I checked some of the usual winter/early spring areas where I generally mark alewives and lakers and didn’t find much of anything! It was very weird. Surface temps are around 37. I jigged using light tubes cast around shoreline structure – working out to 22′ to 23′ or more water. I also worked 1 and 1 1/2 oz jigs in the depths out to around 170′ – the deepest water I found. Never had a touch! I marked lakers but they were very negative today for me.

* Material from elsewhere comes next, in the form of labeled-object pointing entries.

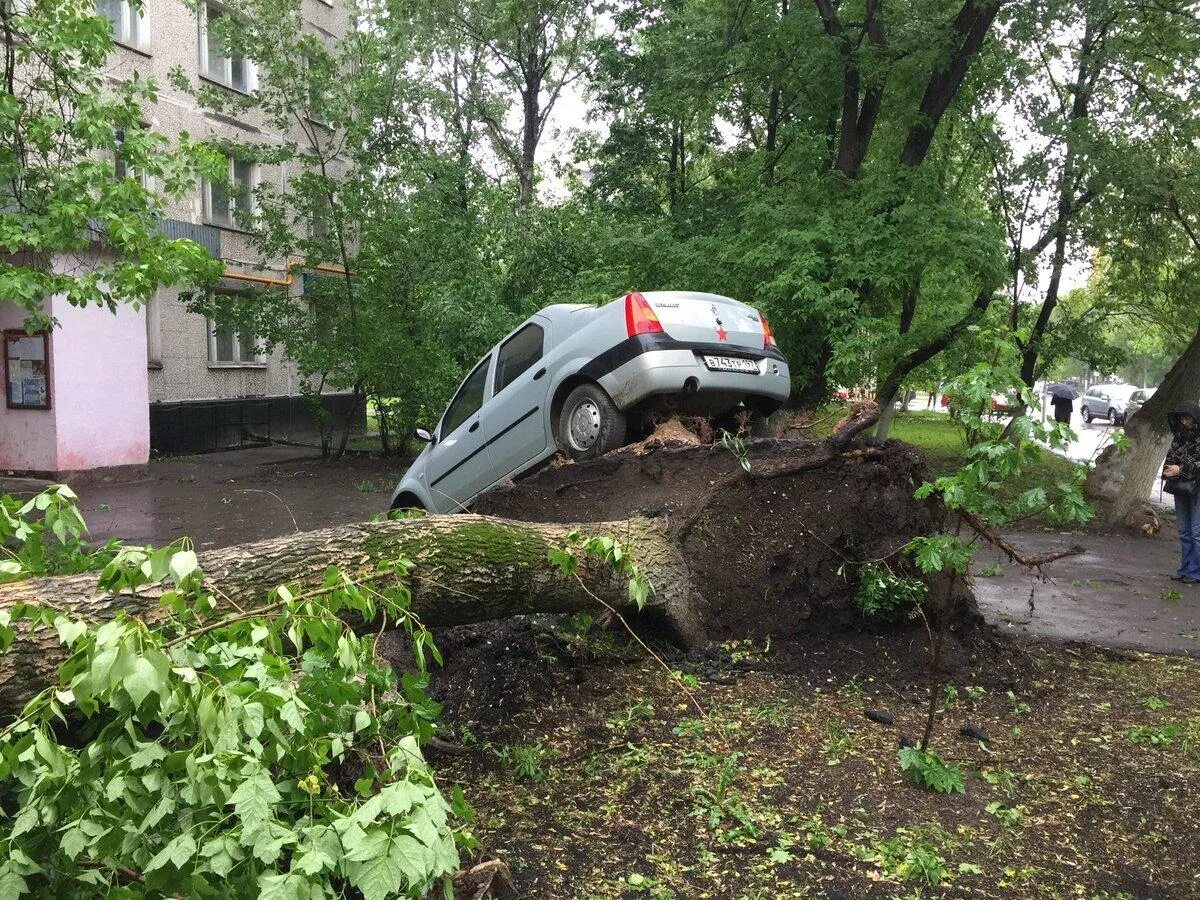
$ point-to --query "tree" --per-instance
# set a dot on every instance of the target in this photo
(1159, 274)
(1098, 94)
(64, 129)
(468, 569)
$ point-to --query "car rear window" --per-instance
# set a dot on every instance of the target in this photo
(467, 401)
(517, 354)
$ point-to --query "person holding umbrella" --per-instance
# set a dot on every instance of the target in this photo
(1062, 399)
(1180, 474)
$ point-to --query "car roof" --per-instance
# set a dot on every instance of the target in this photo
(688, 295)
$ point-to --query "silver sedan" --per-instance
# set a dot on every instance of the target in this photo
(571, 377)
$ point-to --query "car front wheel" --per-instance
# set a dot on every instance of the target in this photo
(589, 425)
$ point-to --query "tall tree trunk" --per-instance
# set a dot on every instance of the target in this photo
(358, 399)
(1066, 208)
(1122, 481)
(468, 569)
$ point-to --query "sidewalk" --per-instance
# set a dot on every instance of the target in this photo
(1117, 594)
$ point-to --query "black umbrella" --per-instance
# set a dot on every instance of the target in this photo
(1062, 390)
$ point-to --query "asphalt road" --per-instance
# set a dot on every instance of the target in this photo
(1116, 594)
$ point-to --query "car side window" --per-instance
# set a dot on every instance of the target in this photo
(467, 401)
(517, 354)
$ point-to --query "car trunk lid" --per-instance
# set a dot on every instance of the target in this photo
(708, 318)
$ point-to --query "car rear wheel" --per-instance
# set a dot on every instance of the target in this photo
(589, 425)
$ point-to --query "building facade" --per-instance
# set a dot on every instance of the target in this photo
(163, 378)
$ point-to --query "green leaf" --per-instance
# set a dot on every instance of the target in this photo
(142, 681)
(256, 798)
(72, 844)
(178, 852)
(183, 564)
(12, 885)
(377, 868)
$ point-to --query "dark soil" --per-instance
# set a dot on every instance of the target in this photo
(755, 769)
(775, 556)
(595, 774)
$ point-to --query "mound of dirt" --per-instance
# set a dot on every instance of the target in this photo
(778, 556)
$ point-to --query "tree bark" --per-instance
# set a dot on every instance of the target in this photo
(1121, 481)
(466, 569)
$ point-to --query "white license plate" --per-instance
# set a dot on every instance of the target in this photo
(731, 364)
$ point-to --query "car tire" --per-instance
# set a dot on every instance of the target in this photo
(589, 424)
(760, 427)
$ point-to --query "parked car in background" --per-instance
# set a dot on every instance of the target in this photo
(571, 378)
(1138, 400)
(1107, 401)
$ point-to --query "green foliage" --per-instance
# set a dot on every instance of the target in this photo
(1009, 816)
(263, 751)
(46, 535)
(63, 124)
(522, 763)
(1186, 733)
(721, 807)
(886, 595)
(999, 453)
(929, 771)
(906, 858)
(609, 551)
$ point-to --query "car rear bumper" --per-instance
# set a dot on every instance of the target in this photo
(682, 371)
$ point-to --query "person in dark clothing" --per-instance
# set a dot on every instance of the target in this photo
(1180, 473)
(1062, 407)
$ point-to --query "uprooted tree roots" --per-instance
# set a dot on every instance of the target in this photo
(727, 552)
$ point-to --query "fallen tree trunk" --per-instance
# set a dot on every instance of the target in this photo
(727, 552)
(466, 569)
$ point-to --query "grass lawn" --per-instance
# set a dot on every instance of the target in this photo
(940, 438)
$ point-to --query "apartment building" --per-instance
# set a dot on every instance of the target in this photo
(106, 390)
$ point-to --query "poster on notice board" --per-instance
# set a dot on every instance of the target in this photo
(27, 371)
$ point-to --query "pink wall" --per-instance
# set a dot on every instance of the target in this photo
(27, 436)
(100, 387)
(100, 397)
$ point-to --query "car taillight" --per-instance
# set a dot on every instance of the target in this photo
(640, 317)
(768, 340)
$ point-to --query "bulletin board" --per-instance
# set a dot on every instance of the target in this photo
(27, 369)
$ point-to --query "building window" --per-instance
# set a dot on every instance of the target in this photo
(231, 203)
(130, 25)
(319, 228)
(232, 71)
(318, 72)
(121, 168)
(228, 347)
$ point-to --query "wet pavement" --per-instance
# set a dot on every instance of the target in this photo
(1116, 594)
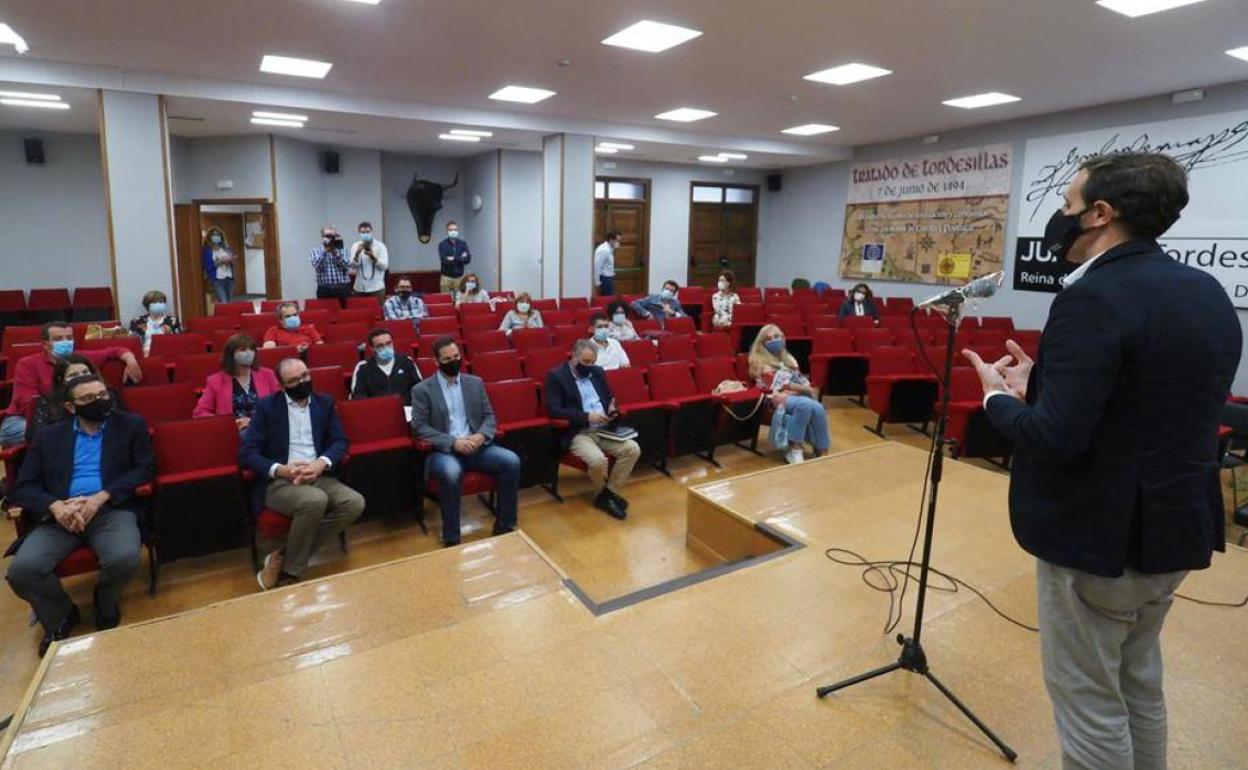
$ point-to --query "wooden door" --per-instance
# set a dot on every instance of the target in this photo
(230, 222)
(191, 286)
(723, 232)
(630, 217)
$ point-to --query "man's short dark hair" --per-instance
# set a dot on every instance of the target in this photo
(1148, 190)
(442, 343)
(54, 325)
(78, 382)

Some interesting ecological things appear to be happening on Owasco Lake. DEC netting this past summer showed more smelt than alewives. I was skeptical of these findings – not that I doubt the DEC, because I don’t, but simply because we’ve always marked plenty of alewives and never found smelt in laker stomachs here. Keep in mind, that I’ve only fished Owasco Lake since 2002. But I don’t think I was marking many alewives today. There were some, but they were scarce. Alewives tend to show up as bait balls. Occasionally I mark them stacked horizontally, but what I was marking today was all horizontal bait. Charter Captains I’ve talked to have told me that smelt tend to “mark” horizontally. They usually don’t ball up significantly in a vertical manner from what I’ve heard. Now I may be wrong on this. From the DEC nettings and my observations today, I have to believe that alewife numbers are very low on this lake. I spent HOURS motoring through the depths from the south end all the way up to the north end and marked very little bait wise that appeared to be alewives – certainly no major schools. I definitely marked some lakers from 100′ on out. But no major alewife schools. It appears to me that a lot of lakers are feeding on smelt and these fish are concentrated in the southern 1/3rd or even 1/5th of the lake. Of course, one person can only do so much. It’s possible that alewives were laying along the bottom of the lake or just in areas I didn’t check out. But over the past few years I’ve usually made an early trip out here and marked a lot of alewives deep around the Wykoff/Long Point area. That area was pretty barebones, apart from a few laker marks.

Smelt fed lakers – this could be interesting here. Shades of Maine and the Adirondacks! I think these lakers might get larger than alewife fed fish. I’d also think the high smelt population here would keep natural laker recruitment down – which has been the case on Owasco for years. I think Owasco is the only Finger Lake that has virtually zero wild lake trout. Smelt movements will likely be different than alewife movements – since they have different temperature preferences. Jigging may get harder too (we’ve worked hard for every jigged fish here over the past 2 to 3 years) though I’m sure we’ll always have lakers on alewives here. Alewives will likely bounce back soon as well, especially with the current lack of predators on this lake (there are walleyes and lakers, and very few rainbows/browns.) I will be back here once water temps get into the mid to upper 40s. Probably around mid to late April. I don’t plan on doing any laker jigging trips here until I figure out what’s going on, and even then, I may not! We’ve had too many inordinately difficult trips here over the past 2 years. Keuka, Cayuga and Seneca are all better bets for guided trips. I’d rather do Canandaigua than Owasco at this point in time.